# 1. Assignment
## Background & Context

Link: https://olympus.greatlearning.in/courses/40800/assignments/166698?module_item_id=1427496

There is a huge demand for used cars in the Indian Market today. As sales of new cars have slowed down in the recent past, the pre-owned car market has continued to grow over the past years and is larger than the new car market now. Cars4U is a budding tech start-up that aims to find footholes in this market.

In 2018-19, while new car sales were recorded at 3.6 million units, around 4 million second-hand cars were bought and sold. There is a slowdown in new car sales and that could mean that the demand is shifting towards the pre-owned market. In fact, some car sellers replace their old cars with pre-owned cars instead of buying new ones. Unlike new cars, where price and supply are fairly deterministic and managed by OEMs (Original Equipment Manufacturer / except for dealership level discounts which come into play only in the last stage of the customer journey), used cars are very different beasts with huge uncertainty in both pricing and supply. Keeping this in mind, the pricing scheme of these used cars becomes important in order to grow in the market.
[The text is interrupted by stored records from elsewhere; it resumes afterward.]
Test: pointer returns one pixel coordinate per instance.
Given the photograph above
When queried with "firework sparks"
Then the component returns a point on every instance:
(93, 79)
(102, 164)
As a senior data scientist at Cars4U, you have to come up with a pricing model that can effectively predict the price of used cars and can help the business in devising profitable strategies using differential pricing. For example, if the business knows the market price, it will never sell anything below it. 

## Objective

-Explore and visualize the dataset <br/>
-Build a linear regression model to predict the prices of used cars. <br/>
-Generate a set of insights and recommendations that will help the business. <br/>

Data Dictionary:

S.No. : Serial Number

Name : Name of the car which includes Brand name and Model name

Location : The location in which the car is being sold or is available for purchase Cities

Year : Manufacturing year of the car

Kilometers_driven : The total kilometers driven in the car by the previous owner(s) in KM.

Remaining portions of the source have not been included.